2. Specific implementation ideas

(1) Make Word template, use the syntax of specific template engine (we use freemarker) to generate placeholders, and then export the MHT file;

(2) Organize and process the data, then use the template engine to render the template.

(3) Save the rendered result as a doc file.

The most important thing is to process the data in the 2nd step. Depending on the format requirements of the MHT file, there are several areas that need to be addressed.

(1) Encode the data of string type into 3DUS-ASCII format;

(2) Processing of rich text data. Mainly in the above three places of processing, one, the rich text of the HTML of the IMG processing, conversion to <v:shape> label format; second, take out the actual storage location of the IMG, encode the contents of the image according to Base64, and add the encoded content into the corresponding location In the third, the XML tag at the end of the MHT file is appended with the associated resource to introduce the string.

Iv. implementation steps and Precautions

1. Fill in the placeholder with the template engine syntax rules to make the Word template, save as MHT file.

Save as MHT file, with a text editor open, the main binding statements can not be broken, such as ${PROJECTSBINFO.XMNAMECN} saved as MHT file, may become a ${projectsbinfo.=

XMNAMECN} This format needs to be modified manually.

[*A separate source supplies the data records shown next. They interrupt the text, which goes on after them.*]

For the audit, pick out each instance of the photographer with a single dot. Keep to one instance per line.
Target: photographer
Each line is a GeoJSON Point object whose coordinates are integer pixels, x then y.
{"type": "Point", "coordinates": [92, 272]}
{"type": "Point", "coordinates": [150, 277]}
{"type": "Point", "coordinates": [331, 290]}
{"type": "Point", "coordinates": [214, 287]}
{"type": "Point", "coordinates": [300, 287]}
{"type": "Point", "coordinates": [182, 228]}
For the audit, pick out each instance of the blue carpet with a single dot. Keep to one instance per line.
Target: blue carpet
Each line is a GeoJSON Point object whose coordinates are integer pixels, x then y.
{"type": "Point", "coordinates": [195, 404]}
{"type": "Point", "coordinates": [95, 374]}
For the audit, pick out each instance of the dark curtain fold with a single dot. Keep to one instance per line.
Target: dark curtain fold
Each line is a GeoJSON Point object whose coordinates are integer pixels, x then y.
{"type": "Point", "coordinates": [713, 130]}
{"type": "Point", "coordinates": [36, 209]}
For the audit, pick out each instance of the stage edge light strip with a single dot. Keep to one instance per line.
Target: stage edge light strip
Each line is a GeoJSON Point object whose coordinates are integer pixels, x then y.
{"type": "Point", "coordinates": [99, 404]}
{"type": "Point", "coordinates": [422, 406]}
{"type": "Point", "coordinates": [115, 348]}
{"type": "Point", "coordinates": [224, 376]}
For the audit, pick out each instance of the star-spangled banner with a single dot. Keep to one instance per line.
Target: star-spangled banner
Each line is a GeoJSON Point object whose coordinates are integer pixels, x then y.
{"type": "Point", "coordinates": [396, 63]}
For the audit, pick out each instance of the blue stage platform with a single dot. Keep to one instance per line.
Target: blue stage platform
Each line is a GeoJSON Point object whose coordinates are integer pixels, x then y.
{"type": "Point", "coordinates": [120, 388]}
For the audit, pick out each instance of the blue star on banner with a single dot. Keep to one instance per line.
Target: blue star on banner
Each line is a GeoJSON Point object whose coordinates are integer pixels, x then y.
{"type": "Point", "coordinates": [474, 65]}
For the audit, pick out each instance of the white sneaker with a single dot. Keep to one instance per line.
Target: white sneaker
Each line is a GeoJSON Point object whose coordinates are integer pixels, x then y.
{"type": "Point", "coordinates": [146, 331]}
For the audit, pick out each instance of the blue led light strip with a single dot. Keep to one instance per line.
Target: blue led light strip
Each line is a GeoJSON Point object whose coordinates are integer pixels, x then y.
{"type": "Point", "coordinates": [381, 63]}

It is also necessary to insert the base64 of the picture resource in the MHT file and the placeholder for the href reference of the XML. Such as

2. Organize and process data

The general attribute data is simple to organize, it is to get from the database, and the processing is simple. Special attention should be paid to the processing of the following data.

(1) Processing of image elements in HTML. The processing flow is as follows:

(2) Since MHT files are "US-ASCII" encoded, they must be preceded by a 3D prefix. So it takes a bit of substitution to include HTML content.

3. Render the template, and then save the word format.

Related source code: Http://files.cnblogs.com/files/liaofeifight/word.rar

Java implementation HTML Rich Text Export to Word perfect solution

Contact Us

The content source of this page is from Internet, which doesn't represent Alibaba Cloud's opinion; products and services mentioned on that page don't have any relationship with Alibaba Cloud. If the content of the page makes you feel confusing, please write us an email, we will handle the problem within 5 days after receiving your email.

If you find any instances of plagiarism from the community, please send an email to: info-contact@alibabacloud.com and provide relevant evidence. A staff member will contact you within 5 working days.

A Free Trial That Lets You Build Big!

Start building with 50+ products and up to 12 months usage for Elastic Compute Service

  • Sales Support

    1 on 1 presale consultation

  • After-Sales Support

    24/7 Technical Support 6 Free Tickets per Quarter Faster Response

  • Alibaba Cloud offers highly flexible support services tailored to meet your exact needs.